I’ve spent a few weeks in my family home in June and as I finished the book I brought with me I ventured into my mum’s library, you’ll see several reviews of the books I picked up there. This time I found a reread, I’ve read Little Altars Everywhere years ago, either towards the end of high school or at the beginning of my studies. I didn’t remember the book at all and only remembered it was the first one of the Ya-Ya Sisterhood cycle when I started reading it.
Those of you that read Divine Secrets of the Ya-Ya Sisterhood will remember it was a quite light-hearted read. Yes, people were getting hurt and life was not always perfect, but there was nothing that could not be fixed by an afternoon cocktail with your dearest friends. Or at least that’s the impression that stayed with me. This book is very, very different.
The action takes place in two timelines, the 1960s and 1990s, as the family of Vivi Abbott remembers their lives. Every chapter is narrated by a different family member or servant, so we are able to see various perspectives of the same events. Also, a lot of the memories are tinged with the aura of nostalgia. Still, the harsh truth comes out.

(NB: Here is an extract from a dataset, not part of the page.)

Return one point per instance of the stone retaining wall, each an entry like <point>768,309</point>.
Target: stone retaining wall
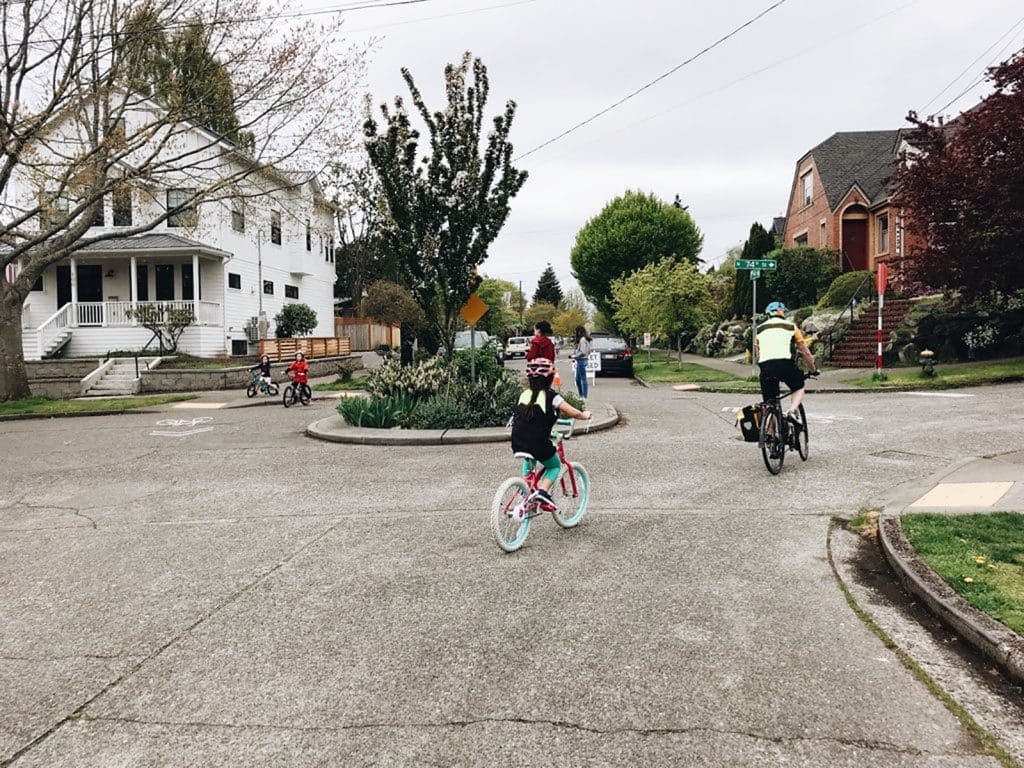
<point>163,379</point>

It is a dark portrait of a deeply damaged family. All hidden secrets come to light as Vivi’s children remember their childhood. One that was full of sun, long summer days and crazy fun, but also one that was marked with drinking, violence and abuse. We experience full sunlight with the deepest shadows. We get to know how childhood experiences affected Siddalee, Little Shep, Baylor and Lulu and how they all try to deal with them.
The focus here is on the children, Ya-Yas are present but more in the background as Vivi battles her demons. It is a beautiful book, one that will make you smile and remember your favourite summers. It is also a horrible book, one that will make you shudder thinking what the Abbott kids went through and how back then it could not be resolved or acted upon. It is a very human book, in the sense that it seeks to understand the reasons for people’s actions, but not to forgive or justify those that are unforgivable. There is no happy end here, there’s also no bad ending, just as in life things go on.